“Semi-unplanned movie yesterday. An attempt to re-see Lincoln was thwarted by a sold out sign, which meant I got to pick the replacement movie. The next Life of Pi wasn’t in 3D, so I opted for Hitchcock. Bloody good time it turned out to be.
Psycho is most certainly a favorite of mine. When it came around on the AFI list I gushed over the film pretty profusely. My favorite part of the Universal Studio tour is passing by the Bates motel. Even on my second time on the tour, I snapped pic after pic after pic in front of that wonderful landmark, and I love spotting it in other works. It’s pretty recognizable once you know to look for it. Therefore, a film about making one of the greatest films of all time is something I was incredibly excited about.
Clearly that was the initial draw, the behind the scenes of Psycho. But the true magic of Hitchcock was in the relationship between him and his wife Alma. The pair were played by an uncanny Alfred Hitchcock and a phenomenal beyond words Helen Mirren. As is often the case with biopics, the initial trailers did not do our lead justice. I wasn’t entirely sold on Hopkins as Hitchcock (combo of the strange voice and the necessary overuse of prosthetics) until we delved into the movie. It didn’t take long for me to completely forget the actor I was looking at and just focus on the legend. But as big of a force as that man is on this film and Hollywood, he was beautifully outshined by his true leading lady. I’ve loved and admired Helen Mirren for a few years now, and she still continues to astound me. The way she not only held her ground against her hubby, but kept him in check and put him in his place when necessary was incredible. Several times throughout the film I wanted to get up and cheer for her. The line to nominate her for an Oscar starts behind me.
Hitchcock had a wonderful supporting team behind him in the studio. His cast included Scarlett Johansson as Janet Leigh, Jessica Biel as Vera Miles, and James D’Arcy as Anthony Perkins. I’ve always thought that Johansson exists in the wrong time period, and seeing her as Janet Leigh proved that theory. So gorgeous, glamorous, and gracious, she alone brought that old school Hollywood flair to the flick. I’ve had mixed feelings about Biel throughout her career, but here she was solid with just enough grounded contrast to Johannson’s starlet. For me, the real excitement was seeing D’Arcy’s Anthony Perkins. Reading the list of almost cast actors for the role, part of me is a lil bummed that I didn’t get to see one of my faves take him on, but the rest of me is okay with that because D’Arcy was spot on perfect. The look, the manerisms, the voice, everything said Norman Bates to me. I only wish we could have seen more of him, but I understand that he was not the focus of the film. Maybe someday we’ll get this story from his perspective. Other standouts were Toni Collette, Ralph Macchio, and Kurtwood Smith.
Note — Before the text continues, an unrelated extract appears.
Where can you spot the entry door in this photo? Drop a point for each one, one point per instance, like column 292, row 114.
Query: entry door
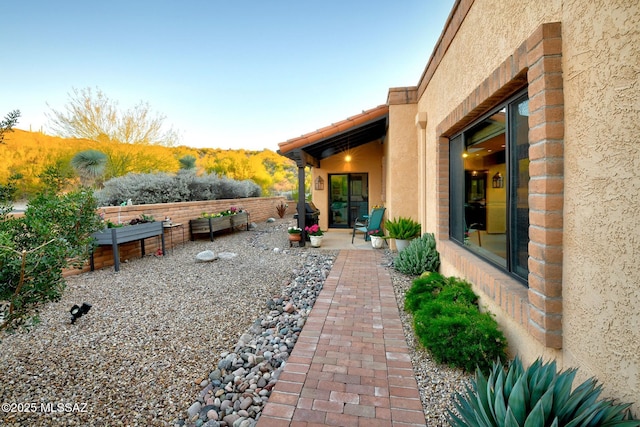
column 348, row 198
The overall feel was playfully macabre. You could see the twinkle in Hopkins/Hitchcock’s eye when he was working with his darker material, and he had this cleverly sarcastic sense of humor that I could not get enough of. Apparently, neither could the rest of the audience, as there were constant whispers and gasps and cheers at various key points of the film. I for one found myself laughing a lil bit harder and smiling a lil bit brighter than I usually do. That for me is the true joy of cinema.